Séances antérieures (2014-2015):
Stations 1-3 : position du problème
10 /02/2014 Séance introductive, Du mouvement et de l’immobilité…
17/03 Un pas de plus ou de moins (la question de la métaphysique)
31/03 Pour une statique
Stations 4 à 12 : tenir l’immobilité dans l’art, l’écriture
07/04 Yannick Mouren, professeur d’études cinématographiques, « l’image arrêtée »
28/04 Tanguy Viel, romancier, « En un éclair d’immobilité… »
12/05 Anne Gorouben, artiste plasticienne, « la station du modèle »
13/10 Claire Simon et Nicole Garcia, réalisatrices et actrices – Station « Gare du Nord »
17/11 Carole Douillard, artiste plasticienne
8/12 Jean-Christophe Bailly, écrivain, essayiste
Jeudi 24 mars 2016, avec Arlette Farge:
« Les moments d’arrêt d’un réel mouvementé – foule, corps et émotions dans le XVIIIe siècle populaire »
18h-19h30
Lycée Hélène Boucher, 75 cours de Vincennes, 75020 Paris, salle Louise Fontaine. Avec la participation d’Eric Godeau, professeur d’histoire en khâgne au lycée Hélène Boucher. Ouvert à tout public ; pour les personnes extérieures au lycée, inscription préalable par mail à l’adresse lebrejerome@sfr.fr.
avec la participation d’Eric Godeau, professeur d’histoire en classe préparatoire au lycée Hélène Boucher
Lycée Hélène Boucher, 75 cours de Vincennes, 75020 Paris, salle Louise Fontaine. Ouvert à tout public ; pour les personnes extérieures au lycée, inscription préalable par mail à l’adresse lebrejerome@sfr.fr.

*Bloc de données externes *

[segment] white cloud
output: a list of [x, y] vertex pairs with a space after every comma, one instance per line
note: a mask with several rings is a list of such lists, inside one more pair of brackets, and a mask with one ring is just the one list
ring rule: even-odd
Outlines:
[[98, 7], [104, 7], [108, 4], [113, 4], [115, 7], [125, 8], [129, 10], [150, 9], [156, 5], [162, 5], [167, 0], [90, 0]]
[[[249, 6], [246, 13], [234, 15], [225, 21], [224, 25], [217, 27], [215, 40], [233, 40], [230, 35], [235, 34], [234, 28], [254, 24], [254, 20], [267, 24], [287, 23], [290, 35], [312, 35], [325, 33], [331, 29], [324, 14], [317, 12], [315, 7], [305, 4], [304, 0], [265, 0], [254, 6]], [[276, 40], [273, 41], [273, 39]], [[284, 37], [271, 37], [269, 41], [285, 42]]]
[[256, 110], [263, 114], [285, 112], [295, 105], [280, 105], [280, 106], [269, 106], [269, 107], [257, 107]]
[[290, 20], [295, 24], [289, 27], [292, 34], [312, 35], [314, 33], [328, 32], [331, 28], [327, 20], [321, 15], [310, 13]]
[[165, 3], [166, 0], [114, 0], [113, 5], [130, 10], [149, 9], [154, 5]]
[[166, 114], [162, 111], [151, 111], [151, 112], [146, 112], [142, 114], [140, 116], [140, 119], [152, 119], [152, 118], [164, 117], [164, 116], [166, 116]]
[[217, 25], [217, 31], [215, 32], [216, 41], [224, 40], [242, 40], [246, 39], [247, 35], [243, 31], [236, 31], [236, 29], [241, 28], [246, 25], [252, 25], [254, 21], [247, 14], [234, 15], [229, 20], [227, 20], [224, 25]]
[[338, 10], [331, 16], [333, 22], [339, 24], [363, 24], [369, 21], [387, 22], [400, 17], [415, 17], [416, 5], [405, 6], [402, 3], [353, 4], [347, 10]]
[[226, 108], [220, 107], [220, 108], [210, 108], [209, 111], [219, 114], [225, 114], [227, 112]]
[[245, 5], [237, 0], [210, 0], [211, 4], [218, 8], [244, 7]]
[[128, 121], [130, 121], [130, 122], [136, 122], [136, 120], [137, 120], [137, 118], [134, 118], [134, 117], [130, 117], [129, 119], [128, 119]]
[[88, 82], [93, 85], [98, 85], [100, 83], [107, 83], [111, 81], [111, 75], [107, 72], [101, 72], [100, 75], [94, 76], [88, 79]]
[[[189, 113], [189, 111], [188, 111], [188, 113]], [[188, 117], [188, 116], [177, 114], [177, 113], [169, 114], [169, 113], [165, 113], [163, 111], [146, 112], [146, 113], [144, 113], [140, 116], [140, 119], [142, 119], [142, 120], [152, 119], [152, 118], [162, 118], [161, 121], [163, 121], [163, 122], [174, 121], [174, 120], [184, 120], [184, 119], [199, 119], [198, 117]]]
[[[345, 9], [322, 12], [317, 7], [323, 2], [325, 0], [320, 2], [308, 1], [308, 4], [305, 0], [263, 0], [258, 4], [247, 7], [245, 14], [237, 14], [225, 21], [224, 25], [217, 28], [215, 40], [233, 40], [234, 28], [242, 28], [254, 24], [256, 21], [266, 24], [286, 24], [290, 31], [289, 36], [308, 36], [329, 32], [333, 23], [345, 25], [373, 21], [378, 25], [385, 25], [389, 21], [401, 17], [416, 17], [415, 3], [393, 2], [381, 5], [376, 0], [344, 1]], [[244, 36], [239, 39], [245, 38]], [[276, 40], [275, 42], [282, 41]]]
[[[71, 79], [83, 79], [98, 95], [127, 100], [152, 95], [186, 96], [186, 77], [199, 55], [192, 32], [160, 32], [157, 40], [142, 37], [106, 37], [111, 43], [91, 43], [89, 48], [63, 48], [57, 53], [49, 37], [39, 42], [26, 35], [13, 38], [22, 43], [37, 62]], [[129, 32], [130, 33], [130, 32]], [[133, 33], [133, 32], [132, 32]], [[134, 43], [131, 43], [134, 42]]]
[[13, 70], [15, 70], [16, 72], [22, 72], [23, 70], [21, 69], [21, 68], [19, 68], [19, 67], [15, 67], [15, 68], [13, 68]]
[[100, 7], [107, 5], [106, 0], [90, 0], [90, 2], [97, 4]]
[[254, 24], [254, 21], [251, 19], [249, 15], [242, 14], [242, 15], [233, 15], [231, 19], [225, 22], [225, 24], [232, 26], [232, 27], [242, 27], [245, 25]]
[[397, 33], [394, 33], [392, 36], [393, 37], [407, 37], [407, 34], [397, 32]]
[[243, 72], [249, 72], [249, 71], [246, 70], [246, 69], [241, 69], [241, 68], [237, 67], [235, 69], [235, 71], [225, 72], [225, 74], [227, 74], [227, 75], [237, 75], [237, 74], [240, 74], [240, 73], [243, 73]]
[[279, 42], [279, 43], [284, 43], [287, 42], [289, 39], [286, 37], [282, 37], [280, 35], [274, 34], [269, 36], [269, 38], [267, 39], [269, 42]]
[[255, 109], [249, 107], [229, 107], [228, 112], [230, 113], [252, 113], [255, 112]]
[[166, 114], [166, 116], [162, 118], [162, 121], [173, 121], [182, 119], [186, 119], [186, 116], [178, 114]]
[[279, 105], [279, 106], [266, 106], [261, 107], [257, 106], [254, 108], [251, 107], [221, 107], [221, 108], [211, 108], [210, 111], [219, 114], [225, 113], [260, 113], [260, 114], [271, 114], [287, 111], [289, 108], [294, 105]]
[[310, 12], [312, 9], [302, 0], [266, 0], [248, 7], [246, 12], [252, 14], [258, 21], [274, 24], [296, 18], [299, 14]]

La foule « offre au pouvoir en place l’image d’une mobilité désordonnée », son inquiétude, son émotivité sont « toujours en éveil », la rue est « mouvante et complexe ». En lisant les archives Arlette Farge a déplacé le regard porté sur le XVIIIe siècle vers la vie malmenée du peuple et redonné à cette période une actualité bien différente de la simple opposition entre la monarchie et la philosophie des Lumières. Il fallait cette perspective pour retrouver au cœur du mouvement et des émotions des moments d’arrêt, le plus souvent liés à la saisie des corps comme des paroles par le pouvoir « en place ». Quand la vie se déroule dehors, sans travail ni logis stables, alors la possibilité s’ouvre de s’arrêter – ou d’être arrêté – en pleine rue ou sur les chemins.